During the 25 years I taught English as a Second Language in the California public school system, I was approached three times by an intermediary to ask if I would be willing to marry an illegal immigrant. I was offered the standard deal: about $5,000 up front and another $5,000 after the nuptials which would put my bride on the path to legal status. Welcome to the world of illegal immigration!
Needless to say, I turned the proposal down flat. But such unlawful unions are, if not common, not out of the ordinary either. One local American citizen had a notorious reputation of being readily available for sham marriages in exchange for cash.
Crocodile Tears: Oregon Governor’s fiancée admits to marriage fraud.
Through diligent investigative journalism, Portland’s Willamette Weekly discovered that in 1997 Oregon’s first lady accepted $5,000 and married an Ethiopian national identified as Abraham B. Abraham to allow him to remain in the United States.
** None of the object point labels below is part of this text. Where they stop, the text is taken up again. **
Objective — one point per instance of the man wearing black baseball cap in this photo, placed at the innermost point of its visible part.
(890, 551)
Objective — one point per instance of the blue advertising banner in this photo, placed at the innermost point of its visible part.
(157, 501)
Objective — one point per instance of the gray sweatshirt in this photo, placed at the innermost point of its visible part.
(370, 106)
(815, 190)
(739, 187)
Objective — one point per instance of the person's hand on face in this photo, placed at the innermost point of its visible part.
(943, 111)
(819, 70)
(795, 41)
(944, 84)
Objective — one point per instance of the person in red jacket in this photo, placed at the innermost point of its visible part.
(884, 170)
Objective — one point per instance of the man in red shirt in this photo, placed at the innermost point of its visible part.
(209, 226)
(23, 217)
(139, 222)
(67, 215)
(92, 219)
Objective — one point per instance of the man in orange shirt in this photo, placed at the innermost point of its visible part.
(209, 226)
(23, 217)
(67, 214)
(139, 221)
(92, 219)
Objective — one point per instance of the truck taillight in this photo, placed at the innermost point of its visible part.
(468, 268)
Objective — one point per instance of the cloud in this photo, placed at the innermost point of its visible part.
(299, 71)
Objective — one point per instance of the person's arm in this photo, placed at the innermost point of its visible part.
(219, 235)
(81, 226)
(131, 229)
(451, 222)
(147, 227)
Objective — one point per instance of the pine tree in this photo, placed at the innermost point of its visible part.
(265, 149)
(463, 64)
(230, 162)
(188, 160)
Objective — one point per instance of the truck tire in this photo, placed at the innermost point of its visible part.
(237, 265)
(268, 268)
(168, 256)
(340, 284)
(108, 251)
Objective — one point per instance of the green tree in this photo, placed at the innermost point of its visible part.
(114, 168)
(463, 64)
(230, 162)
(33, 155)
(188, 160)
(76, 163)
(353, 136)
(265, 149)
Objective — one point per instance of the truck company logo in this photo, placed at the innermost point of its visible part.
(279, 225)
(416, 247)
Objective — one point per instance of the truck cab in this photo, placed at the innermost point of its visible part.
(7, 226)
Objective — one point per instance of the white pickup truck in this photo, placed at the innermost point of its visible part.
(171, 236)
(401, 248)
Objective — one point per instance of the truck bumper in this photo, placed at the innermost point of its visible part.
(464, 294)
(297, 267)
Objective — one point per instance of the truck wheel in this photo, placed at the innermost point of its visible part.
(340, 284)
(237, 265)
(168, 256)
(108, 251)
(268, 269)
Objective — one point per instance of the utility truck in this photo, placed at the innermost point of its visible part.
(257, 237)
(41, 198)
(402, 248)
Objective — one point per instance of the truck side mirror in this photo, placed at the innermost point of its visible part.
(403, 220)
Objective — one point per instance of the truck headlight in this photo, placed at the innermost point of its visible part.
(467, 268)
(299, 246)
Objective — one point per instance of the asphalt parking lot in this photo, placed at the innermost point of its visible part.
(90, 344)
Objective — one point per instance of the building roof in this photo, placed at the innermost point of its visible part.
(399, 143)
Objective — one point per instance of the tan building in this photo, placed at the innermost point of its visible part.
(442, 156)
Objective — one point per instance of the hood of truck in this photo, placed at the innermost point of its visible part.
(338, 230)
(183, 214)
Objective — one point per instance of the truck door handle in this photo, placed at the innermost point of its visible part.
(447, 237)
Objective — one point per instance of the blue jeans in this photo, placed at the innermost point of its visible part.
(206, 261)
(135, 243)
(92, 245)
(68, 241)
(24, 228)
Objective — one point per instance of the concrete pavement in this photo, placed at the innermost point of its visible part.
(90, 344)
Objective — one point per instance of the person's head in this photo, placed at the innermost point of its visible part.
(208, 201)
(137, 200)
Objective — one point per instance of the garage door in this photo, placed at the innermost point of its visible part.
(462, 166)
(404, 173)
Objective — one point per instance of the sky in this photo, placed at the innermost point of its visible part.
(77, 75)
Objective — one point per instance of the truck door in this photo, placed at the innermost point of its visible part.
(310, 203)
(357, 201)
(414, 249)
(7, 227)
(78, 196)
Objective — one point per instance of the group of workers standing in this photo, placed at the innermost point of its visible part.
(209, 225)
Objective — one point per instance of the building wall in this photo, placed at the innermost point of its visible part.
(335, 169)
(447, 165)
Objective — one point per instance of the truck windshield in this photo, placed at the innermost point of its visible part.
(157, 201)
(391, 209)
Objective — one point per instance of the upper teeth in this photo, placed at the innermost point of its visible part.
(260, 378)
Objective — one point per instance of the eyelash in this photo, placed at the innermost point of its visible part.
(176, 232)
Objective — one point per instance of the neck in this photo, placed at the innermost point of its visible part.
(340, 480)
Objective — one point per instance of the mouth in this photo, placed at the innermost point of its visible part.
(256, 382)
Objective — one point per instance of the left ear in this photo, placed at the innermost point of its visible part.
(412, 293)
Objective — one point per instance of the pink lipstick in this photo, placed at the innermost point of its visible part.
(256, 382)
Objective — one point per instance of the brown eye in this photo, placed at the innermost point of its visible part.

When she entered into the loveless marriage, Cylvia Hayes was 30 and a twice-divorced Evergreen State College student. (Technical note: Hayes is not married to Democratic Governor John Kitzhaber, but since they have been partners for ten years, he publicly refers to her as “Oregon’s first lady.”)
Marriage fraud, a felony that carries a maximum $250,000 fine and possible five-year jail sentence for the foreign national and the U.S. citizen, is one of the most common yet under-publicized methods in which aliens gain permanent residency. In April, Immigration and Customs Enforcement began a campaign to raise awareness among Americans about the consequences of sham marriages which officials say is “neither a trivial nor a victimless crime” that “can have grave consequences.”
Since the statute of limitations for green card fraud is five years, Hayes won’t face civil or criminal penalties. The scandal is also unlikely to cost incumbent Kitzhaber his gubernatorial office. He comfortably leads Republican challenger Dennis Richardson. Abraham gets off too. Even if his whereabouts were known, the Department of Homeland Security rarely revokes permanent resident status especially if the individual has become a citizen.
A marriage-based immigration felony wherein the two principals skate encourages more of the same. U.S. Customs and Immigration Enforcement estimates that between 20 and 33 percent of marriages between immigrants and U.S. citizens are fraudulent.